В своей работе «Философские исследования» Л. Витгенштейн
представил развернутую критику «картины языка», в которой «каждое слово имеет какое-то значение» и «это значение соотнесено с данным словом»[59]. Называя такую «картину языка» примитивной, вышеназванный автор обращает пристальное внимание на способы употребления слов в обыденном языке. Для него значение слова есть «конвенционально или стихийно сообща установленная способность обозначать определенные объекты»[60]. Отсюда следует основной тезис его работы, который сам ее автор формулирует так: «Для большого класса случаев хотя и не для всех, где употребляется слово «значение», можно дать следующее его определение: значение слова – это его употребление в языке (курсив наш. – А.Б.)»[61].Буквальное значение слова, как правило, рассматривается в качестве обычного либо общеупотребительного значения. Если следовать этому, то такое значение может быть установлено посредством обращения к авторитетному толковому словарю того языка, на котором составлен договор.

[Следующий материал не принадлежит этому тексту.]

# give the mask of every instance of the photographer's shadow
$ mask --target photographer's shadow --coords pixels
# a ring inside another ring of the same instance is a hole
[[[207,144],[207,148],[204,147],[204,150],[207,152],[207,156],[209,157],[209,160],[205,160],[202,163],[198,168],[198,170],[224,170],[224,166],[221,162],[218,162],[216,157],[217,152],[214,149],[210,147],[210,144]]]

Между тем, как справедливо было указано в английском судебном решении по делу Charter Reinsurance Co Ltd v. Fagan
(1996 г.), «представление о том, что слова имеют обычное значение, является малополезным. Поскольку значение слов зависит от синтаксиса и контекста, обычное значение слов в одном предложении может быть совершенно необычным в другом. Вследствие этого утверждение о том, что слова имеют определенное обычное значение, может означать лишь то, что во многих контекстах они могут иметь это значение. В других контекстах их значение будет иным, не менее обычным (курсив наш. – А.Б.)»[62].Хотя, как образно пишет проф. A. L"uderitz
, юридическая практика «тоскует по раю, в котором каждое слово имеет четкое значение»[63], как мы видим, сама природа языка как инструмента коммуникации сторон договора не может обеспечить данную потребность права.Учитывая высокую степень чувствительности слов как языковых знаков к контексту их употребления, а также конвенциальную природу их значений, «буквальное значение» едва ли может служить границей (условием) для перехода суда к процессу собственного толкования договора после оценки текста договора на предмет ясности его содержания. Эта точка зрения нашла отражение в немецкой доктрине: по утверждению проф. K. Larenz'а
буквальный смысл (Wortlaut) не всегда однозначен, в этой связи он не является единственной отправной точкой для толкования и его границей[64].Со сравнительно-правовой точки зрения не является случайным то, что правила, ограничивающие толкование, долгое время играли большую роль именно в общем праве (golden rule
и plain meaning rule), где традиционно при установлении необходимости толкования договора, как было показано в предыдущем параграфе, опираются на объективные предпосылки (неопределенность как многозначность условия договора).Однако при учете субъективных предпосылок (различие в понимании условия сторонами), на что ориентируют нас немецкая доктрина и практика, грань между ясностью и неясностью условий договора во многом обусловлена не столько самим языком условия, сколько горизонтом понимания языка стороной договора
. Поэтому мы согласны с мнением Н.В. Степанюк о том, что «запрет на толкование ясных условий договора приведет к недооценке того факта, что … необходимо различать ясность выражения того или иного условия и ясность его понимания (курсив наш. – А.Б.)»[65].Коль скоро ясность договорного условия, с одной стороны, является выводом суда, сделанным по итогам толкования договора, а с другой – такой вывод основывается лишь на тексте договора без учета всех значимых для толкования обстоятельств, справедливо утверждать, что установление буквального значения представляет собой «усеченный», ограниченный вариант толкования договора.
При этом представляется сложным и нецелесообразным разделять два указанных процесса, говоря о самостоятельном характере процесса «чтения» (установления буквального значения), в рамках которого судом решается «прединтерпретационный» вопрос о том, имеется ли необходимость в толковании договора или нет. Любое «чтение» является актом уяснения значения, передаваемого средствами языка, на что указывал, в частности, немецкий философ Х-.Г. Гадамер
в своей работе «Истина и метод»: «… всякое чтение с пониманием – это всегда разновидность исполнения и интерпретации»[66].